Elliott, 78, who is best known for tutoring Bob Dylan, Arlo Guthrie and Mick Jagger, told stories about hanging out with Dylan, working in the rodeo, performing in a winter storm in Bethlehem, Pa, watching his dog drive Jack’s truck (the singer has a sense of humor) and being at an open mic night in “U Nork Titty” as he called his hometown of NYC (“Peter and Paul were there; Mary was out shopping”). He also did talking impressions of Johnny Cash, Waylon Jennings and Dylan.
Here’s one of the Dylan stories: It was at a Newport Folk Festival and Jack and Bob were sitting in Bob’s blue Ford station wagon and Bob turned on the radio. They heard the Animals’ version of “House of the Rising Sun” and “at the same time, we said, ‘That’s my version.’” (Word in folk circles was that Dylan copped some of his stuff from Elliott.)

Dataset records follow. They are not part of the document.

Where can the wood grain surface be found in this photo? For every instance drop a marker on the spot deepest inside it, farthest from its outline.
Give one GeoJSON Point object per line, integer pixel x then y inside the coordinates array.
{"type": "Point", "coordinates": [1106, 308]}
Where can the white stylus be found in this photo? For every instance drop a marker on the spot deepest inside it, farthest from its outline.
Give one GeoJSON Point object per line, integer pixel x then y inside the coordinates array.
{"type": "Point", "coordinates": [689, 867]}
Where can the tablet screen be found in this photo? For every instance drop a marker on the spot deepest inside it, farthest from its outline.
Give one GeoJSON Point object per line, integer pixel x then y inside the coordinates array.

For the Cedar crowd, Elliott sang, among other things, “San Francisco Bay Blues,” “Can’t Be Satisfied,” “Nobody’s Darlin’ But Mine” and Dylan’s “Don’t Think Twice, It’s Alright” (which, of course, was preceded by another Dylan story).  His girlfriend, rockabilly singer Vikki Lee, dueted with him, as well. (Jack met her singing in a band with her cousin, guitar great Albert Lee.)

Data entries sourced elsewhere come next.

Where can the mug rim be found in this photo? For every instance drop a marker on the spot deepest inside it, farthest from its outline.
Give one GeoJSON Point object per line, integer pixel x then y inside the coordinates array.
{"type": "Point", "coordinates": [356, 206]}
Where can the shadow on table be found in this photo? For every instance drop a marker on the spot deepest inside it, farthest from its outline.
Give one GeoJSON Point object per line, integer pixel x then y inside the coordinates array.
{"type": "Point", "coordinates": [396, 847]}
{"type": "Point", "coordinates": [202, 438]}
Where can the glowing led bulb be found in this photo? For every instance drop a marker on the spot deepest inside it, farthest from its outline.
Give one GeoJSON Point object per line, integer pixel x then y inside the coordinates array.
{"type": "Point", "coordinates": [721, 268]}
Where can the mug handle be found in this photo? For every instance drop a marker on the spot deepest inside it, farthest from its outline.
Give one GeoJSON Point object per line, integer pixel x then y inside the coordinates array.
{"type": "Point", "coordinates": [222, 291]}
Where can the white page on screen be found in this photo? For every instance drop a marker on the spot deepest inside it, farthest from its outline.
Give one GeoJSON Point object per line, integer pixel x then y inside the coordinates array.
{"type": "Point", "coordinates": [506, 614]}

At one point during his 75-minute set, Elliott, a character who is sweet and funny, rightfully complained about the air conditioning (or lack thereof) and a stagehand brought him an electric fan onstage. He also chastised the crowd for taking photos of him. “I wanted to be a professional truckdriver; so when I see a redlight, I stop,” he warned. Hanging on his every word, the crowd obliged and put away their cameras.
The concert was opened by the Rolling Patches Revue, a parade of local musicians -- including Gretchen Seichrist, Paul Metsa, Larry Long, Gene LaFond, Kevin Odegard and Slim Dunlap -- singing tributes to Elliott.